La coopérative Desjardins, qui « a de la fuite dans les idées », a été solidement écorchée (et trois fois plutôt qu’une), mais c’était inévitable et mérité. Les sujets plus explosifs comme la « loi 21 », Donald Trump ou l’affaire Mike Ward ont été esquivés et le Bye bye 2019 a tiré sur des cibles faciles comme le pauvre comédien des pubs d’A&W, l’horrible pub de mycose des ongles ainsi que la dragonne Caroline Néron (à deux reprises).
Ceci dit, Guylaine Tremblay a enfilé les bijoux de Caroline Néron comme une pro. Excellente technique, excellente imitation, tout comme celle, éclair et presque cachée, de la députée solidaire Catherine Dorion par Julie Le Breton.

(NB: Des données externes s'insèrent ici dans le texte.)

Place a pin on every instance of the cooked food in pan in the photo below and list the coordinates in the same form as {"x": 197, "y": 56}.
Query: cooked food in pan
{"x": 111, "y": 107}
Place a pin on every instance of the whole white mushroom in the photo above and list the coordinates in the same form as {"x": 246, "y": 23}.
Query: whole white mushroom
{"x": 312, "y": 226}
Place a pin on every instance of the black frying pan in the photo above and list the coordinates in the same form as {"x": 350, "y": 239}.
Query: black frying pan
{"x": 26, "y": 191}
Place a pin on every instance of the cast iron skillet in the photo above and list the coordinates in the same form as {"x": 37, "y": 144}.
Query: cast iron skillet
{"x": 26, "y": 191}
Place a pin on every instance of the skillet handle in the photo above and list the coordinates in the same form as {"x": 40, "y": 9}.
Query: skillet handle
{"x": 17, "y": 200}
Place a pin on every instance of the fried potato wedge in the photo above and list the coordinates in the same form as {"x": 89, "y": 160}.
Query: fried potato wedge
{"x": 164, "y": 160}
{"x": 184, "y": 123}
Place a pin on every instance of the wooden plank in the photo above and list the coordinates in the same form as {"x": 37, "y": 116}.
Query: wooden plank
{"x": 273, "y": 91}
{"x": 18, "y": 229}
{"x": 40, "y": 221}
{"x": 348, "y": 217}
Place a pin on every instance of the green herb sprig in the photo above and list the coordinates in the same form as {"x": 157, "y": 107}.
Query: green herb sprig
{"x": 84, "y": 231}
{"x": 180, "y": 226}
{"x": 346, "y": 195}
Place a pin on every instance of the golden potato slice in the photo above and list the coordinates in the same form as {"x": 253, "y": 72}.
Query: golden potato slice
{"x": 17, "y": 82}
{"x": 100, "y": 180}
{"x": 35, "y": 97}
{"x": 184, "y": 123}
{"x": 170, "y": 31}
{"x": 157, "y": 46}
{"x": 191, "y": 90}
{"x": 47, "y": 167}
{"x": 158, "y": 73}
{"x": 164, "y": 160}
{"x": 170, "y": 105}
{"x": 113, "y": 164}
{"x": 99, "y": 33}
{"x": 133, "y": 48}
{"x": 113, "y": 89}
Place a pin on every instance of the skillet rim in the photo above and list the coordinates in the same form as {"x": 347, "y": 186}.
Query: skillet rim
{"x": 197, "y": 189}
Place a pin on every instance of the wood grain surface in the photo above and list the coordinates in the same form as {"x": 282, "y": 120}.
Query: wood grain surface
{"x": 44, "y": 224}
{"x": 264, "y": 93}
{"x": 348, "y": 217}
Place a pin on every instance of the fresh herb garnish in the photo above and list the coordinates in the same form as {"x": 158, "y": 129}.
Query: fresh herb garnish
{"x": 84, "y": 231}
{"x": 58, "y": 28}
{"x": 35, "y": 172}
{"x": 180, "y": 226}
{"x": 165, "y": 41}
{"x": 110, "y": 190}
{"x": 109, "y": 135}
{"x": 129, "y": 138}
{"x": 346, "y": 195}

Les auteurs du Bye bye 2019 ont accouché de beaux flashs, qui ont cependant été noyés dans des trucs moins rigolos.
Le ver d’oreille Coton ouaté de Bleu Jeans Bleu, revisité en Mon hijab à moé, aurait mérité plus de temps d’antenne et de visibilité.
Le sketch de Passe-Partout contenait aussi des répliques percutantes, qui égratignaient la bien-pensance ambiante, un peu à la façon du demi-blackface de Justin Trudeau. Cette portion a toutefois été écrasée par une vignette trop longue sur le Pacte de Dominic Champagne et Greta Thunberg, dont le texte niais ne gagnera pas d’Olivier.
La société d’État a également fait son acte de contrition dans la parodie Tout le monde invite tout le monde, où Guy A. Lepage accueillait Véronique Cloutier, qui recevait Pénélope McQuade, qui interviewait Jean-Philippe Wauthier. Bravo pour l’autodérision. Mais pas une seule ligne sur Pierre Karl Péladeau, qui a fait les manchettes bien plus souvent que Denise Bombardier, mettons ?
La pub du calendrier 2020, où Claude Legault et Guylaine Tremblay se criaient dessus, aurait dû être retranchée. C’était franchement agressant. Même guillotine pour les producteurs de lait, qui ont hurlé dans nos télés pendant de longues minutes. Coupez, il n’y a rien de drôle à voir des gens gueuler comme des perdus en se jetant par la fenêtre.
Et le pastiche de Batman-Blackface de Justin Trudeau ? Bof. Jean-Charles Lajoie (épatant Claude Legault) et Mike Bossy sur TVA Sports ? Moyen. Le truc sur la pilosité féminine ? Très pipi-caca-poil, justement. Une grosse coche sous Les Appendices.
Parmi les bons moments, l’influenceur Ricky Beaulieu (Mehdi Bousaidan) a été super rigolo. Salut, la gang ! Aussi : le médium de la télévision ne rendait pas justice à l’ingéniosité derrière le numéro des Chick’n Swell sur les inondations de Sainte-Marthe.
Le taxi musical de Céline Dion, qui a pris en otage le pauvre chauffeur Amir, a redonné du souffle à ce Bye bye 2019 qui en manquait. Anne-Élisabeth Bossé a parfaitement traduit la folie et la manie de la diva de Charlemagne de constamment répondre aux questions en chantant.
Autant dans les personnages dits ordinaires (caissière, mère des enfants accros à Fortnite) que dans les vedettes (Pénélope McQuade), Anne-Élisabeth Bossé a été brillante. Guylaine Tremblay possède également ce talent.
J’aurais pris davantage de références à la culture populaire (chansons, émissions de télévision, publicités) que l’équipe n’en a offert mardi soir à Radio-Canada. De quoi les gens parlent-ils le lendemain de la diffusion du Bye bye ? Des imitations. De Claude Legault en Guy A. Lepage. De la Céline d’Anne-Élisabeth Bossé. Pas du mari qui offre un assistant vocal à sa conjointe.
Les acteurs de ce Bye bye 2019, particulièrement Claude Legault, Anne-Élisabeth Bossé et Guylaine Tremblay, ont tous bien joué la partition qui leur a été fournie. Une partition sans coup de timbale, sans fausse note, qui ne méritera pas une ovation debout ni de rappel.